Salut Mike. Tu viens de prolonger ton contrat avec le LOSC jusqu’en 2022. Comment accueilles-tu cette nouvelle ?
Comme une récompense de mes efforts et de ma patience. Cela prouve que le club a confiance en mes capacités et veut construire l’avenir avec moi. Je suis arrivé ici en tant que numéro 2 avec l’objectif de m’imposer. Aujourd’hui, je suis numéro 1, j’aspire maintenant à continuer de progresser et j’espère aider le club à retrouver la place qui devrait être la sienne au classement. Le projet du LOSC est bon, j’y crois dur comme fer.
 
Tu es aujourd’hui l’un des joueurs les plus anciens du vestiaire lillois. En quoi ce rôle est-il nouveau pour toi ?
Notre équipe est relativement jeune. Je ne suis pas vieux non plus, mais je suis au club depuis deux ans et demi.
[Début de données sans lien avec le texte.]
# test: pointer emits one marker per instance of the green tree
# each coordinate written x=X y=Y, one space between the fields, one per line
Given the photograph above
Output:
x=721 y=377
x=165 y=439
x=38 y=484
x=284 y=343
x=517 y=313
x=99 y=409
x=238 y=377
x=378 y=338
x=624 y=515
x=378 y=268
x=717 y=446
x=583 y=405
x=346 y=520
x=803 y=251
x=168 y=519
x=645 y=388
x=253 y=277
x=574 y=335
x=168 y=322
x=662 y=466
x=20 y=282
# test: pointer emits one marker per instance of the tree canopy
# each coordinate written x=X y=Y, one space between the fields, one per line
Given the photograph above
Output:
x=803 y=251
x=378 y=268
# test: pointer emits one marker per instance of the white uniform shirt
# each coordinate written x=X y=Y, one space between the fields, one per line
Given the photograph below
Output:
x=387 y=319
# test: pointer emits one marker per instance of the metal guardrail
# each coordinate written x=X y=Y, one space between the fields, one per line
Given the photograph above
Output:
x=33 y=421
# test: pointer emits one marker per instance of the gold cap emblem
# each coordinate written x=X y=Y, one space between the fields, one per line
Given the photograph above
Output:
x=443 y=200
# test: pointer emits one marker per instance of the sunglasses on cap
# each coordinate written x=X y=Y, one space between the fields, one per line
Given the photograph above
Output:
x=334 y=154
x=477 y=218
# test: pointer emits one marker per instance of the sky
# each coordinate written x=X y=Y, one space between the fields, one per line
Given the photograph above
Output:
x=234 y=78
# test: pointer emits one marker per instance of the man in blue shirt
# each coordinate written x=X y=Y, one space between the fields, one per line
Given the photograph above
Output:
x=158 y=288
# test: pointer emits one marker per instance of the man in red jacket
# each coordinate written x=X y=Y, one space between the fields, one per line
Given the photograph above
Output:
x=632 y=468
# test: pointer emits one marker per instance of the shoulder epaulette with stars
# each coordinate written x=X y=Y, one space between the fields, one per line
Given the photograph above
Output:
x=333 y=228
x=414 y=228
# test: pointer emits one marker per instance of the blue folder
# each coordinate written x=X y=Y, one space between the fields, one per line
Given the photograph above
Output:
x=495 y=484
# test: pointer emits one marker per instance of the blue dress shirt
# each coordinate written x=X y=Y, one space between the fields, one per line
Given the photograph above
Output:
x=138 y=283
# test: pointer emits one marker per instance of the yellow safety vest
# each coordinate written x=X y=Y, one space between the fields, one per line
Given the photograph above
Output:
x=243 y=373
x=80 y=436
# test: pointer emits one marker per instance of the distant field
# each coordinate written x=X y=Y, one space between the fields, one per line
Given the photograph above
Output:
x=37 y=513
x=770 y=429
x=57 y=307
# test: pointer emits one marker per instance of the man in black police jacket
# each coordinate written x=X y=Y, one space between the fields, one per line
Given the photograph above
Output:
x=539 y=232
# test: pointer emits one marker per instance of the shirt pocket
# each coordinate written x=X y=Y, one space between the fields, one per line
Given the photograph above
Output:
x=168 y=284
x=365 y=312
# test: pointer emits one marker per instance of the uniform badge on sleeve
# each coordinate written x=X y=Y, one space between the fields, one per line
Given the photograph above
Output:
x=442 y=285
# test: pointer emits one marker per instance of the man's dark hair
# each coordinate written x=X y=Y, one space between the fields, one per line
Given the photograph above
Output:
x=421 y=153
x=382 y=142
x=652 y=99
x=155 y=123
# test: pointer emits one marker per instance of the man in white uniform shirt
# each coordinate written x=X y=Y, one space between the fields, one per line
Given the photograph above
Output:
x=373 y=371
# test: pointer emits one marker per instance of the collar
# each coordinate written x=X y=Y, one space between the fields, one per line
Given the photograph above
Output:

Ma mission consiste donc aussi, avec les autres cadres, à aider les nouveaux dans leur intégration, à les placer sur le bon chemin, de la même façon que les anciens m’avaient accueilli lorsque je suis arrivé, en 2015.
 
Un petit mot sur Christophe Galtier et sa méthode…
(enthousiaste) Ça se passe très bien. J’apprécie sa façon de travailler, il apporte sa niaque, sa grinta. Il parvient à trouver les mots justes pour nous motiver et nous donner confiance, son discours passe bien. Je suis certain que ça finira par payer. Cela ne fait que quelques semaines qu’il est arrivé. Même si je sais qu’il nous en manque, il faut laisser le temps.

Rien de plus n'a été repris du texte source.